Gomorrhismus
Pater Klaus Mertes: Er schmeichelt schon wieder den Mächtigen
Die Kirche war über Jahrhunderte der einzige Ort, wo die Homo-Unzucht nicht tabuisiert, sondern klipp und klar zur Sprache gebracht wurde. Doch unmoralische Finsterlinge wollen über diese Offenheit den Schatten der Todsünde legen.
Der Ziviljesuit Pater Paul Mertes auf der Webseite des 'Focus'
Der Ziviljesuit Pater Paul Mertes auf der Webseite des ‘Focus’
(kreuz.net, Berlin) „Ich vertrete die Institution, die drinhängt im [Homo-]Mißbrauch, weil ihre Vertreter nicht angemessen reagierten, als sie hätten hören können.“

Mit dieser Verleumdung schmeichelte sich der Homo-Ideologe und ehemalige Direktor des Berliner Jesuitengymnasiums ‘Canisius-Kolleg’, Pater Klaus Mertes (56), gestern bei der Berliner Zeitung ‘Tagesspiegel’ ein.

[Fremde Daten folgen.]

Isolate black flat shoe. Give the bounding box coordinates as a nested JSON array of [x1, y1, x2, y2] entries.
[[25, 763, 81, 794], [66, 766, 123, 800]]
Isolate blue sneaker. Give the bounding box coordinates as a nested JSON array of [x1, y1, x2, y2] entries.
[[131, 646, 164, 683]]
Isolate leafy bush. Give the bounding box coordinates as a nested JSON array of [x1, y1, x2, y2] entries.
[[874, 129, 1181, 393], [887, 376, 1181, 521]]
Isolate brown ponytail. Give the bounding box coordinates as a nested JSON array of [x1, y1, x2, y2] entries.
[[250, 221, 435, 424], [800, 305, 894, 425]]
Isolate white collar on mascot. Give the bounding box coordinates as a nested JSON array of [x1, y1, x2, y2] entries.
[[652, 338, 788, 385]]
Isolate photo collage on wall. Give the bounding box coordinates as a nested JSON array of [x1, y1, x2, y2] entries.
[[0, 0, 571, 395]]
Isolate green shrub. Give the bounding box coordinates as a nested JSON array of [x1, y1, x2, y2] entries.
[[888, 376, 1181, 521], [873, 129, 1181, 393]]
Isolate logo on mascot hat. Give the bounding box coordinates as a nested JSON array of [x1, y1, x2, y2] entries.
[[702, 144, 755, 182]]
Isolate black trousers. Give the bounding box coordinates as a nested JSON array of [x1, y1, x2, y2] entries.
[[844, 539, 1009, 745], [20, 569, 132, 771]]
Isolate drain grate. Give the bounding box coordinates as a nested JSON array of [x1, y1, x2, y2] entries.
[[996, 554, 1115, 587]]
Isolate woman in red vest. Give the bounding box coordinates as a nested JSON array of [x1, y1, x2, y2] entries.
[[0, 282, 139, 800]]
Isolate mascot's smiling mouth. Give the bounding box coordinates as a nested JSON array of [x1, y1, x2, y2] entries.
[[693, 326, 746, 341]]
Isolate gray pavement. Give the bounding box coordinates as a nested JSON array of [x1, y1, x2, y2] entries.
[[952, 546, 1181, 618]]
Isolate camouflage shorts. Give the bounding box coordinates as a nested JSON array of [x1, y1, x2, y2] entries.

Pater Mertes ist einer der wichtigsten Kollaborateure der deutschen Medien-Bosse bei der Aufbauschung der im kirchlichen Raum sehr seltenen Mißbrauchsfälle.

Wie ein Pudel betet der Pater das infame Credo der HS-Medien nach.

Unterwürfig eilt er den mächtigen Sodom-Verbänden zu Hilfe. Ohne Skrupel leugnet er die Wirklichkeit:

„Es gibt eine infame Tendenz in der Kirche bis in höchste Ämter, Homosexuelle zu sexuellen Monstern hochzustilisieren.“

Warum lenkt der Pater ab? Über achtzig Prozent der Mißbrauchsfälle im kirchlichen Raum werden von Homo-Monstern an geschlechtsreifen Burschen begangen.

Der Mutige eilt dem Sieger zu Hilfe

Natürlich fährt der Pater auch auf der Homo-Jammer-Schiene: Die Widernatürlichen würden in der Kirche „diskriminiert“ – jault er auf.

Dann überkommt ihn der Mut: Er wolle jedem Homo, der seine Störung offenlegt, „immer zu Seite stehen und die Prügel mit ihm einstecken, die man dafür kriegt“.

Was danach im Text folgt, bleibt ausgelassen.